Кристина умолкает. Умирание имеет свою литургию, и готовые ритуальные фразы уже повисли у нее на кончике языка — что больше ничего мы сделать не можем, но по крайней мере позаботимся, чтобы он не мучился, — но, невысказанные, они словно парализовали ее. Она все стоит у кровати Фольке, смотрит на его плачущую жену и невольно вздыхает: какой день ожидает эту женщину. Пятнадцать или двадцать часов кряду она будет сидеть, держа руку Фольке в своей, и смотреть, как он проходит через все стадии умирания. Жажду. Боли. Одышку и хрипы. Из жизни должен быть более легкий выход, гостеприимно распахнутая дверь...
И все же она ощущает не только сострадание, но и некую зависть к искреннему горю этой старой женщины. Сама она никогда не могла так плакать, даже когда после пятнадцати лет стационарного лечения умерла Тетя Эллен... А Маргарета могла.

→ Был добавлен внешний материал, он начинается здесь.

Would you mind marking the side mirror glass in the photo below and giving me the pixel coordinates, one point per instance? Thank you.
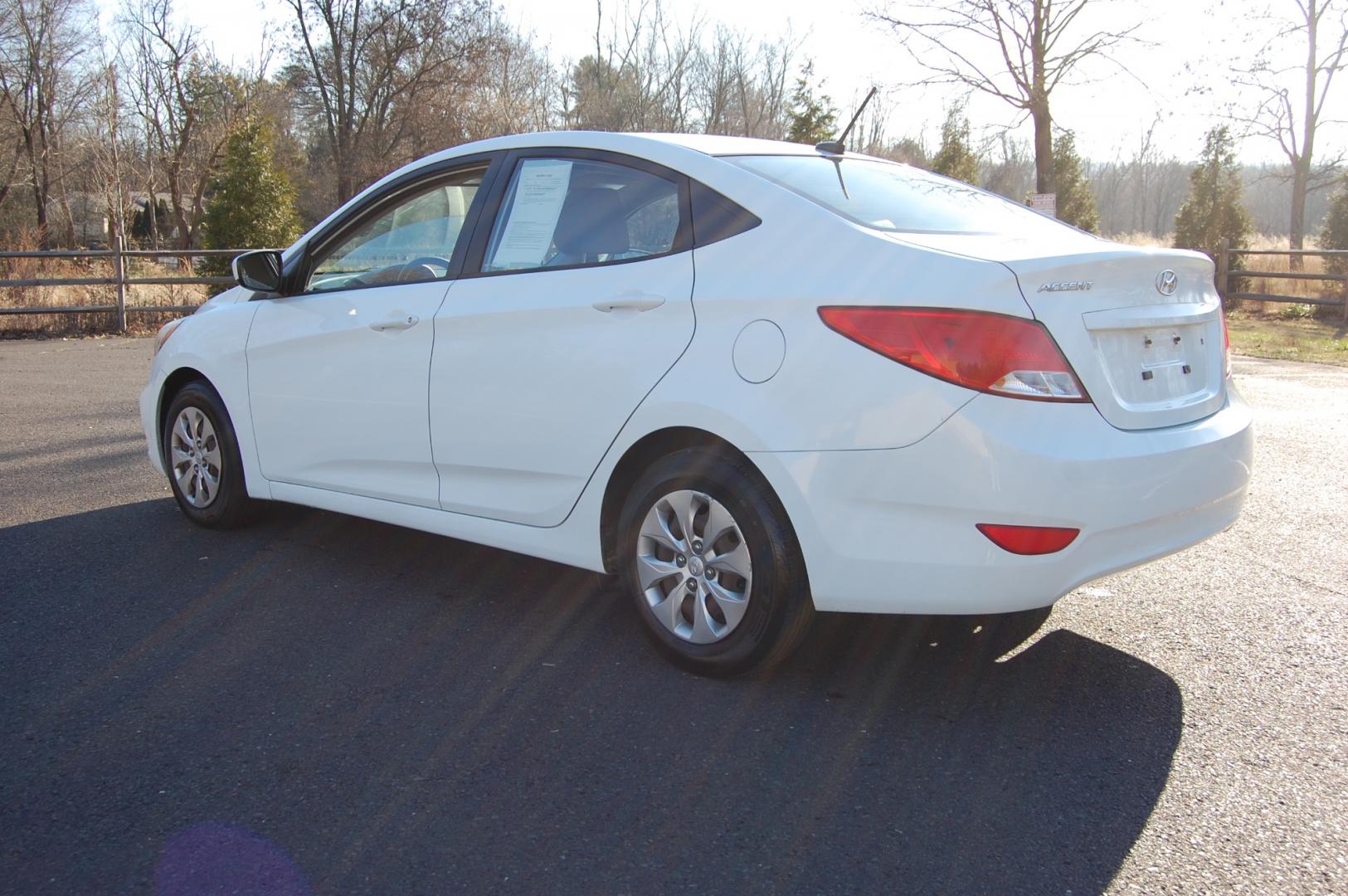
(258, 271)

Она склонилась над мертвым телом Тети Эллен, она перемазала свой белый халат потекшей тушью и шептала этому мертвому телу невнятные, бессвязные слова утешения: «Все пройдет, Эллен, миленькая, все пройдет, все будет хорошо...»
Тогда это привело Кристину в бешенство. Словно Маргарета, заливаясь слезами, украла ее, Кристинину, скорбь. Стуча каблуками, она вылетела вон из палаты, по коридору и вниз по лестнице, на улицу, под большой клен на газоне перед приютом. Стояла зима, но ей было наплевать, она мчалась вперед, увязая по колено в снегу, набивавшемся ей в туфли и превращавшем ее ноги в лед. И, добравшись наконец до дерева, она бросилась к нему, пнула и забарабанила по коре побелевшими кулаками.

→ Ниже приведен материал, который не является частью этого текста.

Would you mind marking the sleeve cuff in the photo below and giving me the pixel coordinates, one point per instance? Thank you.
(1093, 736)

— К черту все! — кричала она, ругаясь впервые за много лет. — Провались все к чертовой матери!
Уже ночью, когда тело Тети Эллен увезли, они с Маргаретой прошли через парковку в Центральную поликлинику и сели в Кристинином кабинете. И когда они там сидели, грея озябшие руки о кружки с чаем, Кристина наконец спросила после долгого молчания:
— Думаешь, можно жить без любви? Можно это пережить?
Маргарета всхлипнула и вытерла нос рукой.
— Ясное дело, можно. Приходится.
И только тогда Кристина заплакала. Но не потому, что Тети Эллен больше нет, а потому, что Маргарета так много позабыла.
Она все-таки выдает старой женщине несколько дежурных фраз и выходит в коридор. Ей надо поговорить с Черстин Первой насчет снятия отеков и морфина. Иногда ей кажется, что это обворожительное создание экономит обезболивающие, когда врача нет поблизости. Ей приходилось встречать таких сиделок и прежде, женщин, которых в присутствии смерти охватывает ощущение собственного всевластия. Еще начинающим врачом ей привелось видеть, как набожная старуха — старшая медсестра, склонившись над агонизирующим стариком, шипела: «Неужели ты и правда хочешь предстать перед Господом с ядом в теле?» Но мотивы у Черстин Первой, по-видимому, иные, особого благочестия в ней что-то не наблюдается.